When Text Messages on Personal Phones End Up in Court

By Guest Author  |  Posted 09-15-2015 Print Email

Text messages can leave public organizations vulnerable to significant risks when facing an open records request, e-discovery event or litigation.

By David Ambrose

For public sector organizations, email isn’t the only type of electronic communications record that needs to be archived.

More courts are ruling that text messages must be preserved and able to be produced as well. If texts are related to government business, it doesn’t matter whether an employee uses a personal or government-issued cell phone.

Both are fair game.

Most recently, the Washington State Supreme Court ruled that a public employee’s work-related text messages sent and received on a private cell phone are public records.

The case stems from a Pierce County Sheriff detective’s request for a prosecutor’s call and text records. The detective had sued the county, claiming the prosecutor banned her from his office when she criticized him and then backed his opponent, and that he sent and received text messages in his official capacity to “take actions retaliating against her and other official misconduct.”

The prosecutor handed over a call and text message log to the county that contained dates and times of messages and associated phone numbers. But the logs did not include the contents of the messages, even though the prosecutor acknowledged some were work-related.

The detective sued the county, arguing that the records related to the prosecutor’s work should be made public. The case went to the Supreme Court, where the prosecutor was ordered to produce work-related text message content, hand it over to the county, so it could be sent to the Pierce County Sheriff detective.

The new records reality

With the public’s right to a transparent government, all records/transcripts that a public employee prepares, owns, uses or retains in the course of their job may be considered a public record.

As a result, an official’s text messages can be requested as part of an investigation, e-discovery event or litigation.

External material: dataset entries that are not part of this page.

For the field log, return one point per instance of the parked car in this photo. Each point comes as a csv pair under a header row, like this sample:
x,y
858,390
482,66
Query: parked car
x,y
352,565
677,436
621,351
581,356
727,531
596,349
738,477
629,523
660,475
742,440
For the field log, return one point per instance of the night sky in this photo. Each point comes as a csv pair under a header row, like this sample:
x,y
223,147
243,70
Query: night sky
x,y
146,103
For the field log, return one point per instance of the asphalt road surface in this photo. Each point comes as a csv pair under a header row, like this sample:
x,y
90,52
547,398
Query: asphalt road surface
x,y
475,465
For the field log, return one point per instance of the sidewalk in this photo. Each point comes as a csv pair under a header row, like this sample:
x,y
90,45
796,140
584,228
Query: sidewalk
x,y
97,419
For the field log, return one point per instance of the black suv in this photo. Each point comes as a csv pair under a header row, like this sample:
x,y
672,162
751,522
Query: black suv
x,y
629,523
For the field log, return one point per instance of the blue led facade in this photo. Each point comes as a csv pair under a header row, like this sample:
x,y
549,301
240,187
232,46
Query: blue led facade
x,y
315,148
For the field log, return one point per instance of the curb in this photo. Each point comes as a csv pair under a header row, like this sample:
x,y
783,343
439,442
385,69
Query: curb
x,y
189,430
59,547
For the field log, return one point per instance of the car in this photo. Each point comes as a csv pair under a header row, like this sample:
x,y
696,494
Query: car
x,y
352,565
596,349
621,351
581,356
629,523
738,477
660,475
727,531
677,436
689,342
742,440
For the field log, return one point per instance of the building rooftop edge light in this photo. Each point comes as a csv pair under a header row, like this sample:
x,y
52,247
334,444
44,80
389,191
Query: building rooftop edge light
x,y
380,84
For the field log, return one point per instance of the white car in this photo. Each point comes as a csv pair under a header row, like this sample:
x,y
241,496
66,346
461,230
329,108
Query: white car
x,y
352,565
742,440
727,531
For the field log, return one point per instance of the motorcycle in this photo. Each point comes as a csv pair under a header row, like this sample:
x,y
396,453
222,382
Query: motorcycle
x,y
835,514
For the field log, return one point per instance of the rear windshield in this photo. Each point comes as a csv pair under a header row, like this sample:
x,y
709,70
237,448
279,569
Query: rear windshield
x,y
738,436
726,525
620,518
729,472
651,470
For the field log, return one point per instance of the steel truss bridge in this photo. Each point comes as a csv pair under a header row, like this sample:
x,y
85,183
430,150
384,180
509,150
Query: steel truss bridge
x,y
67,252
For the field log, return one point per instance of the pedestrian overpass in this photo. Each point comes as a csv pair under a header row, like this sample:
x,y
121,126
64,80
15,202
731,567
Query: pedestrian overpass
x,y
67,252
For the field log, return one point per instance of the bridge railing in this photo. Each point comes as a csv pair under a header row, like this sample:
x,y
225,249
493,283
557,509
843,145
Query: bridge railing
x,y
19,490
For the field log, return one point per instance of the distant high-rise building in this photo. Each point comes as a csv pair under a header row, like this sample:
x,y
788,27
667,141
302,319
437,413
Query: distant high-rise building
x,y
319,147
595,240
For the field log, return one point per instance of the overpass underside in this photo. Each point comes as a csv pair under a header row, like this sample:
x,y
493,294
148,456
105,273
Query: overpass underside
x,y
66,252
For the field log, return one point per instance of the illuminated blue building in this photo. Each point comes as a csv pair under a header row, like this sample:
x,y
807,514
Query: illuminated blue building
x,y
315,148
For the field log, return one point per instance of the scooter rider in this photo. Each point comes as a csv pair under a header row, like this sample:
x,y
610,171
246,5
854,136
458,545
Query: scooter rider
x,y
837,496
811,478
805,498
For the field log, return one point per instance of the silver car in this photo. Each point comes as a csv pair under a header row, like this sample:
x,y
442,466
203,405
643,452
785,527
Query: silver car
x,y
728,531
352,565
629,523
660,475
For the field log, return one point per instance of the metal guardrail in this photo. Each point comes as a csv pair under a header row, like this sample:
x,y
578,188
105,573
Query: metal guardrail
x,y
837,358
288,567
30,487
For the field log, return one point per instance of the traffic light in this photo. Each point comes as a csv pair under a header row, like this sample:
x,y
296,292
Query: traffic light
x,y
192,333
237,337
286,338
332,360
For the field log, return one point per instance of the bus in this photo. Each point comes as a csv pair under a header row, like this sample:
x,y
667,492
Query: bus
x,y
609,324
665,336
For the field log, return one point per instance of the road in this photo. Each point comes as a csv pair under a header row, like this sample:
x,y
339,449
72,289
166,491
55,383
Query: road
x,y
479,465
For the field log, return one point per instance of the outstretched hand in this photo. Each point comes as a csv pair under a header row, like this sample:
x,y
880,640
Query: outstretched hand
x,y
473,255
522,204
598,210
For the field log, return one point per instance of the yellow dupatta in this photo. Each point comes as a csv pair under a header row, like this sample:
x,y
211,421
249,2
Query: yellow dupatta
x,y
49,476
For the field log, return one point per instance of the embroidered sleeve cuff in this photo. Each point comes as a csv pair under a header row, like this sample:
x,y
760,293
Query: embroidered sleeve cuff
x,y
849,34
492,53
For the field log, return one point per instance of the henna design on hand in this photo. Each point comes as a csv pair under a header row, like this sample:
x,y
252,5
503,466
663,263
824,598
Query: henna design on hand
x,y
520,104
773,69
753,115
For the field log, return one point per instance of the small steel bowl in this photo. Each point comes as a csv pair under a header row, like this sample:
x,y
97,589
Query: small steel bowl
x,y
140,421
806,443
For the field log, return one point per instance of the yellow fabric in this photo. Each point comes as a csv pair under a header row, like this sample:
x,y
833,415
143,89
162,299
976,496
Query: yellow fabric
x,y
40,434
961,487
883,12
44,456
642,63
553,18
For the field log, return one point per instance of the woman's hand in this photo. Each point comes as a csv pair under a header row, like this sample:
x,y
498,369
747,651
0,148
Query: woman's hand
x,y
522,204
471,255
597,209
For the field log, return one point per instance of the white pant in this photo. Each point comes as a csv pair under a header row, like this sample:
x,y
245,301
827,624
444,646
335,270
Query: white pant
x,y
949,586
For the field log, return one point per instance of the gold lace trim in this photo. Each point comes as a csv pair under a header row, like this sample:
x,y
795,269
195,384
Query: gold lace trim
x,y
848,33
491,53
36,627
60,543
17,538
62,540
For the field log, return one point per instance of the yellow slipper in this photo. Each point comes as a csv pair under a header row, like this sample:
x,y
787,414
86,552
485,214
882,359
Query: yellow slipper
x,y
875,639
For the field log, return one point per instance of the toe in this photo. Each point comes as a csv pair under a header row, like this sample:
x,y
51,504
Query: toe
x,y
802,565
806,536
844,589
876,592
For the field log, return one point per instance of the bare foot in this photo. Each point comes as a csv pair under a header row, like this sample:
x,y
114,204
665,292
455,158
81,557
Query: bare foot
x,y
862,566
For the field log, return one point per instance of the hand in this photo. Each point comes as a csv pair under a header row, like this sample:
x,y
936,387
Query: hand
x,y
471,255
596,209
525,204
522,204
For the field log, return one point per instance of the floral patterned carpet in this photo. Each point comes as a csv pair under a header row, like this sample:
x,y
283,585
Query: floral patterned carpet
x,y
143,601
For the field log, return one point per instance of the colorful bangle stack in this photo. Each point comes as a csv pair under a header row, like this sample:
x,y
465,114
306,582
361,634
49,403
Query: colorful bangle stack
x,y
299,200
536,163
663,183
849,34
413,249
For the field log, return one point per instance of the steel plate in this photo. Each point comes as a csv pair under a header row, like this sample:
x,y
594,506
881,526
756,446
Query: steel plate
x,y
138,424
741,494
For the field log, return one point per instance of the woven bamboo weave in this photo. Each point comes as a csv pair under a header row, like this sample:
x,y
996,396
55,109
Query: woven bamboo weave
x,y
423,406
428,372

However, many organizations aren’t paying attention. Text messages aren’t governed like email or even social media records, leaving organizations vulnerable to significant risks when facing an open records request, e-discovery event, or litigation.

Best practices for text message retention

The influx of phones and other digital devices creates complexity in records retention, but there are solutions.

First, agencies need to have policies and procedures in place that cover what type of business conduct (if any) is appropriate for text messaging on employee work and personal cellphones, and lay out the rules for the capture and retention of text messages.

Second, organizations must train their employees to make sure they know that business-related text messages and other digital communications may be considered public records, no matter what device they use to transmit the communication. Employees must be aware that even if a text message seems insignificant, it’s the content and the function of the message─not the format or device─that determines its status as a business record.

Third, organizations should rely on technology to help automatically archive, index and produce text messages. The best course of action is to implement an archiving solution as soon as possible to capture text messages from every device—before it’s too late.

David Ambrose is director of technology partnerships at Smarsh where he leads public sector strategy and counsels clients on compliance and security issues. Ambrose has advised Federal and State committees on social media archiving and compliance, and has extensive experience in sales and operations with a strong technical background.